Here are some handy hints to get you started:
- Consider the placement of garden beds, trees and flammable objects. You should aim to keep the area around your house and other structures free of plants that can easily catch fire and then ignite the buildings.
- Dense shrubs should be kept away from a house, especially windows. If these burn closely, they can cause windows to crack and embers can then enter the house. Try STIHL's Hedge Trimmers which are convenient, quiet and offer precise cutting.

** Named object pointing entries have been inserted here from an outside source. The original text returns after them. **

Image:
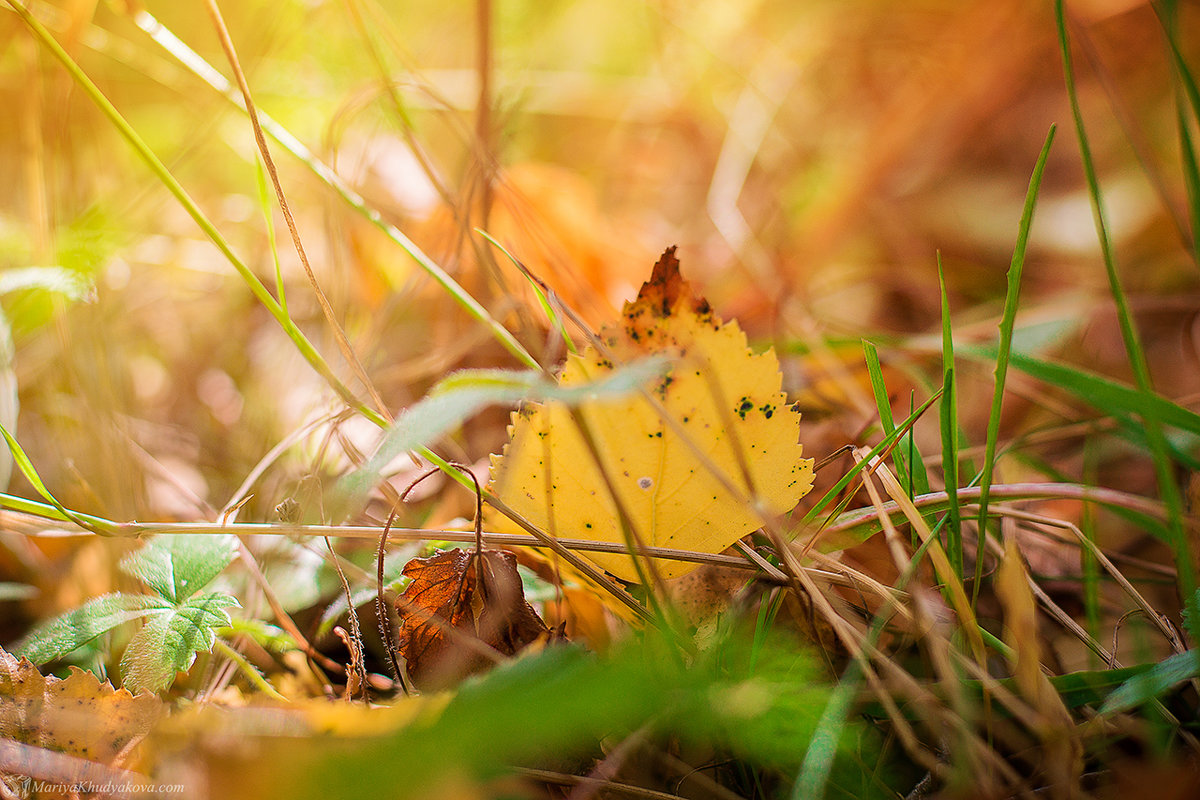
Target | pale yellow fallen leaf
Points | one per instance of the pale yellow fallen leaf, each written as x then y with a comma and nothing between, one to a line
683,485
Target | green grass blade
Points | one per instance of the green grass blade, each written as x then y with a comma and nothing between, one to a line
1007,323
1163,468
547,307
27,468
1191,94
949,425
910,467
264,204
1099,392
160,170
205,72
1155,681
844,481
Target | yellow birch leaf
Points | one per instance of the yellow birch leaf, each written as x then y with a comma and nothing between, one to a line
730,415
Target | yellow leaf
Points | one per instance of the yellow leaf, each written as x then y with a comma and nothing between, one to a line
673,479
76,715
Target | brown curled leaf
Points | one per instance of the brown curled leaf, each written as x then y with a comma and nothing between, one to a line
461,613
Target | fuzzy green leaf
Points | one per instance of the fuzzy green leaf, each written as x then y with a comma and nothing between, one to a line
64,633
168,643
180,565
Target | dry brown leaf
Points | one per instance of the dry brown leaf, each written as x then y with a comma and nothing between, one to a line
461,612
77,715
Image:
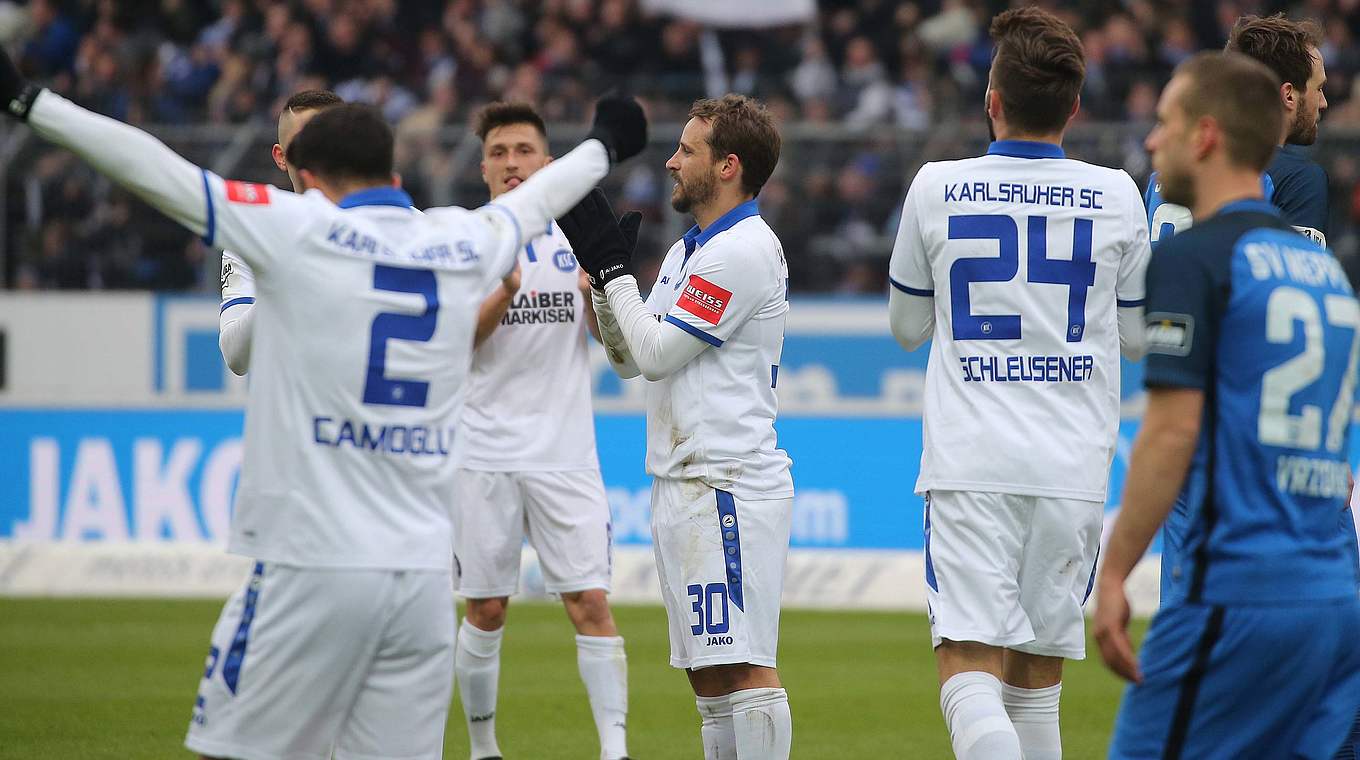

- Objects such as timber patio furniture and plant boxes burn quickly; store these away from the house.
- Undergrowth including grasses, leaf litter and shrubs burn quickly and fuel fires up trees. Clear out accumulated debris such as loose flaky bark, dead twigs, leaves or needles commonly found in gutters and roof areas, but also your wider backyard. A STIHL Blower is the tool for this job.
- Low hanging tree branches can be dangerous if located near a house. These can spread fire to the house or cause damage by falling. Check out STIHL's large range of Chainsaws, ideal for property maintenance and pruning.
- Keep grass mowed to less than 10cm as fire can travel quickly through long grass. Regular mowing, weeding and raking are important to remove potential fuel. STIHL has just released its very own Cordless Lawn Mower, which makes it possible to mow the lawn easily, comfortably and with innovative battery technology.
- Use pebbles and rocks to mulch in your garden.
- Keep wood piles away from the house, as embers can easily ignite these.
- Store flammable liquids away from the house. If possible, store in flame proof containers.
Many people don't realise summer is also the worst season for storms, and that floods can still happen. Check out your respective state's SES website for help on how to adequately plan, prepare and stay safe during events.